If you can relate to finding yourself increasingly on auto pilot even as you’re trying to incorporate mindfulness into your life, here are some suggestions to make things easier.
5 Mindfulness Hacks
- Be Gentle with Yourself ~ When you are sitting in meditation and you notice your mind wandering there’s no need berate yourself. Simply and gently return your awareness to your breath or whatever your anchor is (mantra, bodily sensation etc.). You are literally practicing mindfulness every time you notice where your mind is and direct it back to where you want it to be. This applies to when you notice you haven’t been paying attention to the drive home also. Tip: When you notice your mind has wandered labeling it a word like “thinking” or “planning” is a great way to short circuit a negative inner dialog.
- Act like a 3 year old ~ Part of why we lose interest in some of life’s more routine tasks is because we think we know what’s coming next. We’re jaded.
Have you ever watched a 3 year old taking a walk through their neighborhood? They look at everything like it’s brand new. The notice things that their caregivers never would have. The adults are usually shocked at what the little person “discovered” that was right there all along. Even as you dash through your day you can bring your attention to what’s around you. On your cushion each day will be different as well, notice it. Tip: Choose one of your life’s routine tasks, something you do every single day, to give your full awareness. As you complete the task, practice feeling each and every motion, each second of the experience.
- Practice makes habit~ We are creatures of habit. When we’re upset we go to our default settings. That why we blow our diets when we get sad when we’d been great for weeks. The old habit of grabbing chips rears it’s ugly head because we’re stressed. Thankfully it’s also true for good habits. Practice mindfulness on a regular basis, when you’re not stressed or emotional and the likelihood that you’ll use it when you are under pressure increases. Tip: Set a timer in your phone to remind you to do 5 minutes of mindful breathing a couple of times a day. Try to get in 4 practice sessions each day.
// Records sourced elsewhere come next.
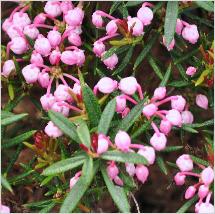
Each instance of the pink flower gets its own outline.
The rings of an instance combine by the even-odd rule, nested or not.
[[[24,76],[25,81],[29,84],[37,81],[39,73],[40,69],[34,64],[26,65],[22,69],[22,75]]]
[[[199,39],[199,32],[196,25],[187,25],[182,31],[182,37],[190,42],[195,44]]]
[[[74,9],[69,10],[64,18],[68,25],[79,26],[82,24],[84,11],[79,7],[75,7]]]
[[[52,17],[60,16],[62,13],[61,7],[60,7],[60,2],[59,1],[47,1],[46,5],[44,7],[44,11]]]
[[[186,74],[189,76],[193,76],[196,73],[196,68],[193,66],[189,66],[186,70]]]
[[[106,52],[103,52],[103,54],[105,54],[105,53]],[[116,64],[118,63],[118,57],[114,53],[107,59],[103,60],[103,63],[107,66],[107,68],[109,68],[110,70],[113,70],[115,68]]]
[[[52,121],[49,121],[47,126],[45,127],[45,133],[49,137],[57,138],[63,135],[63,132],[54,125]]]
[[[137,11],[137,18],[143,25],[150,25],[153,19],[153,12],[149,7],[143,6]]]
[[[128,30],[131,32],[133,36],[141,36],[143,35],[143,23],[137,18],[128,17]]]
[[[137,176],[137,179],[144,184],[149,176],[149,170],[144,165],[137,165],[135,169],[135,174]]]
[[[114,141],[115,141],[116,147],[119,150],[123,152],[129,151],[129,146],[131,145],[131,138],[125,131],[121,131],[121,130],[118,131]]]
[[[16,67],[15,67],[15,64],[13,62],[13,60],[7,60],[4,62],[4,65],[3,65],[3,69],[2,69],[2,73],[1,75],[4,76],[4,77],[9,77],[10,73],[12,71],[15,71],[16,70]]]
[[[193,170],[193,160],[187,154],[181,155],[176,160],[176,165],[182,172],[192,171]]]
[[[118,27],[117,27],[117,24],[116,24],[116,20],[111,20],[106,25],[106,32],[110,36],[115,34],[117,32],[117,30],[118,30]]]
[[[203,94],[198,94],[196,96],[196,105],[205,110],[208,109],[208,98]]]
[[[166,148],[167,139],[163,133],[154,133],[150,139],[150,144],[154,147],[156,151],[161,151]]]
[[[144,146],[144,148],[139,149],[137,152],[138,154],[142,155],[148,161],[148,164],[152,165],[155,162],[155,150],[151,146]]]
- Know what you’re doing~ Your mind is going to think. Asking it not to think is like asking your stomach not to secrete digestive juices. Getting mad at your mind for thinking is just as ridiculous as being upset with your stomach. The goal of meditation is not to stop your mind from thinking. The goal is to observe your thoughts without getting attached to them or feeling like you have to act on them. Tip: Download the picture below and read it in the morning when you wake up and once before you end your day. Think about what all the words mean to you.
- Choose what’s right for you~ A key component of mindfulness is being nonjudgmental. A main reason people force themselves to a mindfulness practice that is uncomfortable for them is because they have judged one practice to be better than another. The best practice is the one that works for you. Some people love using mantras, others choose mindful walking, some choose chanting. Some sit on cushions, some on the bare floor, others on their knees and some in lotus. The best practice is the one you do. Tip: Try different practices on for size if you are finding your daily meditation to be onerous. Use a mala. Try a mantra. Practice walking meditation. If you’d like help structuring your practice download this free Meditation Basics ebook.
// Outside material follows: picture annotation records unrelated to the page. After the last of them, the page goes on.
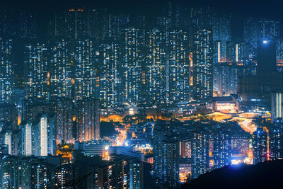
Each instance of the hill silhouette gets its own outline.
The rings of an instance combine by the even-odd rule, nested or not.
[[[226,166],[201,175],[181,188],[282,188],[283,160]]]

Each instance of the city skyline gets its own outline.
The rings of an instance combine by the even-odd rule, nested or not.
[[[179,188],[282,159],[276,1],[5,2],[0,188]]]

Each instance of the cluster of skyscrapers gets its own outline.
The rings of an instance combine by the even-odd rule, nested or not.
[[[151,174],[156,186],[177,188],[229,164],[282,158],[280,23],[245,18],[235,38],[231,14],[165,4],[154,18],[0,12],[0,188],[144,188]],[[243,120],[205,118],[218,102],[233,103],[235,118],[268,122],[258,118],[249,134]],[[195,114],[146,115],[175,112]],[[120,143],[100,137],[100,116],[111,114],[137,122],[113,123],[125,132]],[[58,156],[65,143],[74,162]]]

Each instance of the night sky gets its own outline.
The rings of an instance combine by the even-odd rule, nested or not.
[[[280,0],[171,0],[172,4],[177,4],[178,2],[182,6],[209,6],[216,9],[219,12],[232,13],[232,38],[233,40],[243,40],[243,18],[267,18],[279,21],[283,20],[282,7],[283,1]],[[164,5],[168,2],[166,0],[144,0],[144,1],[128,1],[128,0],[37,0],[37,1],[18,1],[11,0],[1,2],[2,8],[5,9],[31,9],[37,12],[38,16],[38,36],[40,38],[45,38],[45,26],[41,27],[47,23],[47,19],[52,12],[66,10],[70,7],[80,8],[108,8],[113,13],[129,13],[130,20],[138,14],[145,13],[149,18],[148,20],[155,23],[154,19],[156,16],[164,14]],[[133,24],[134,25],[134,24]],[[282,23],[281,23],[281,30],[283,30]],[[21,46],[19,46],[21,47]],[[18,52],[23,50],[21,47],[18,50]],[[21,59],[21,57],[18,57]],[[21,62],[21,61],[18,61]],[[23,70],[21,65],[18,65],[18,71]],[[18,71],[17,71],[18,72]],[[22,73],[18,72],[20,75]]]

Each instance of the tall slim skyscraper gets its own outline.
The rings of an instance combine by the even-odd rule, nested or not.
[[[95,97],[96,62],[94,44],[91,40],[78,40],[74,43],[75,99]]]
[[[267,161],[267,132],[262,128],[258,128],[253,133],[253,164]]]
[[[21,151],[18,151],[19,154],[23,156],[31,156],[33,155],[33,122],[29,120],[25,122],[23,122],[20,125],[20,145]]]
[[[166,38],[165,33],[154,29],[148,33],[145,83],[146,101],[154,103],[166,102]]]
[[[15,62],[12,40],[0,38],[0,103],[11,103],[15,92]]]
[[[272,121],[283,118],[283,93],[272,93],[271,97],[271,115]]]
[[[212,96],[213,41],[212,31],[198,28],[194,33],[192,45],[193,87],[196,99]]]
[[[50,86],[50,98],[72,98],[74,57],[71,42],[56,40],[50,42],[50,69],[47,72]]]
[[[130,28],[125,30],[123,52],[123,97],[129,103],[137,103],[142,99],[142,43],[139,30]]]
[[[100,139],[99,103],[88,99],[77,101],[76,140],[88,141]]]
[[[187,32],[182,30],[171,31],[168,42],[166,52],[169,58],[169,98],[173,102],[186,101],[190,98]]]
[[[192,140],[192,177],[197,178],[209,170],[209,136],[194,133]]]
[[[121,103],[121,59],[119,43],[107,38],[100,45],[99,99],[104,108],[117,107]]]
[[[30,43],[25,47],[25,96],[47,100],[48,55],[45,43]]]

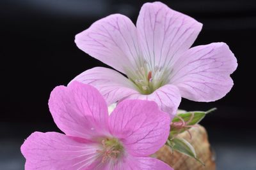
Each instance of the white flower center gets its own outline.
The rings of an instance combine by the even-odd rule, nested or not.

Mindful living shouldn’t be hard. It’s about living a more vibrant, energized and intentional life. There’s no need for you to force the fit. Connect with what feels good and increases your peace. If you take nothing else away from this post getting that could change your life. Move toward your joy and bliss. Connect with your breath and reconnect with the present moment. Your peace, focus and answers all live there.